A parer tuo potrebbero esistere sia il bene che il male.......oppure uno dei due concetti (anzi, scusa, UNA DELLE DUE PRESUNTE REALTA') - consistendo nell'assenza del suo opposto - non esiste, coincidendo col nulla?. Saluti ed omaggi.
Citazione di: viator il 28 Novembre 2022, 17:41:41 PMSalve Mauro Pastore. Non ho mai capito perchè occorra scomodare i "Mostri Sacri" della storia della filosofia per comprendere l'essenza del male.
A un pistola come me sembra che il buio non esista, ma che "buio" venga chiamato solo ciò che è privo di luce, ovvero il "buio" esprimerebbe solo l'assenza di ciò che è (mi sembra che la luce sia.....no?). Perciò il buio consisterebbe nella relativa assenza della luce.

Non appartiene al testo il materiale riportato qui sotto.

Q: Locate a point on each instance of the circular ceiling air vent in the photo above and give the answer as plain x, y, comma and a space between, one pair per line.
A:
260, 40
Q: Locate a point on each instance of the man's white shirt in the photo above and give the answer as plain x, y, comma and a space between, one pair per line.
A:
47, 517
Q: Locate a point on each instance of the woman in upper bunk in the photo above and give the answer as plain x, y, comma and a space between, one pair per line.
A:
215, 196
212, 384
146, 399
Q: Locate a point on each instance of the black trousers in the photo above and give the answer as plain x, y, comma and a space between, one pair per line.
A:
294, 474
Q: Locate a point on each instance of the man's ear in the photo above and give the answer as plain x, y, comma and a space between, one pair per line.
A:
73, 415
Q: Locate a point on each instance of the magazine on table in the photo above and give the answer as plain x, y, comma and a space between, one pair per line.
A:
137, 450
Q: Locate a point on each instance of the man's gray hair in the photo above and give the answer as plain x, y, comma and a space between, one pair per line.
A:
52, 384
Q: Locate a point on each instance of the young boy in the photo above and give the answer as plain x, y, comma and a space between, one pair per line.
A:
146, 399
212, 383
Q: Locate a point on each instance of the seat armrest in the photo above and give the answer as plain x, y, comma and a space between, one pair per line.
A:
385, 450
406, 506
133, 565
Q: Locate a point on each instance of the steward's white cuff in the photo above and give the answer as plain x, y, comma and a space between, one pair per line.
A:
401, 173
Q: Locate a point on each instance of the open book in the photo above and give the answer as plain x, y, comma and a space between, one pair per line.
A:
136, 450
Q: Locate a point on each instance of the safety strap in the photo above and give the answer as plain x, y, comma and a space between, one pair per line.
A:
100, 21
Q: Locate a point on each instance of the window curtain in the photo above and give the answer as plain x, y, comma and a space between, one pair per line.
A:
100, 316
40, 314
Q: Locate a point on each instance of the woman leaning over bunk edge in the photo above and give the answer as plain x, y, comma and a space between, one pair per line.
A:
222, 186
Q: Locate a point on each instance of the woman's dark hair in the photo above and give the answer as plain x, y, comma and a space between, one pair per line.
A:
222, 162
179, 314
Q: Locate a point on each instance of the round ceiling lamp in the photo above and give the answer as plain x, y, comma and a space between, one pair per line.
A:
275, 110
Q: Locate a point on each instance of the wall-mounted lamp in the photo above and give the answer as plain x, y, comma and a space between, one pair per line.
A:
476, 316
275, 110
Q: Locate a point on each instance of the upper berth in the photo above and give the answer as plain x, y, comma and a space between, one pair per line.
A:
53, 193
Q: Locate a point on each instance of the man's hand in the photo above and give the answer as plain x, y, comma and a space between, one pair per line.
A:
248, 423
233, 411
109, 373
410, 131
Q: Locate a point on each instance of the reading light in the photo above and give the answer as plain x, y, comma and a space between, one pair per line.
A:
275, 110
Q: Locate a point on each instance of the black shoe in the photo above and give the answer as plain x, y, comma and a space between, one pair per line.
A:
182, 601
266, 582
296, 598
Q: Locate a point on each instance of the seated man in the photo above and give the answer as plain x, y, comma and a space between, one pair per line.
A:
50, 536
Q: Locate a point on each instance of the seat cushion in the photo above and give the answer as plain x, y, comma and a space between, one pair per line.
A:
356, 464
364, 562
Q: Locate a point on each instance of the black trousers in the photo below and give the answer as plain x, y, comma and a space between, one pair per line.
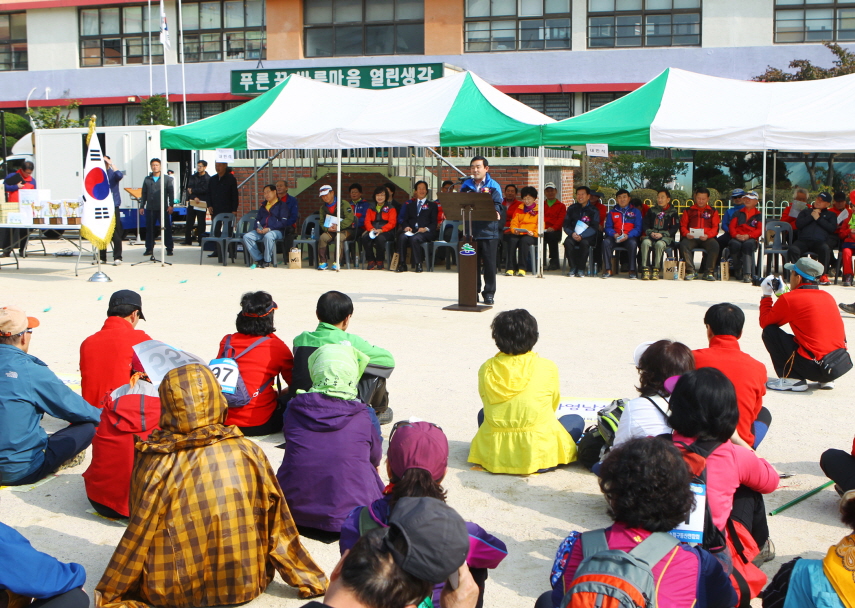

Sempre a me, sembra che il freddo non esista (lasciamo stare le sensazioni, stiamo parlando di esistenze oggettive, non soggettive).
Io - assieme a quei poverini dei fisici - credo che esista solo il calore (tanto o poco fino quasi allo zero assoluto).
Quindi il gelo assoluto non esiste.
Ugualmente sembra si possa dire del concetto di "vuoto", contrapposto a quello di "pieno" o comunque di "esistente". (scusami ma le le mie ridicole similitudini riguardano solo gli eventuali lettori non molto "smagati", non son certo rivolte e te che sei persona - mi pare - assai dotta).
Ora, proviamo a svolgere tali considerazioni, applicandole ad una "presunta relazione" tra il bene ed il male.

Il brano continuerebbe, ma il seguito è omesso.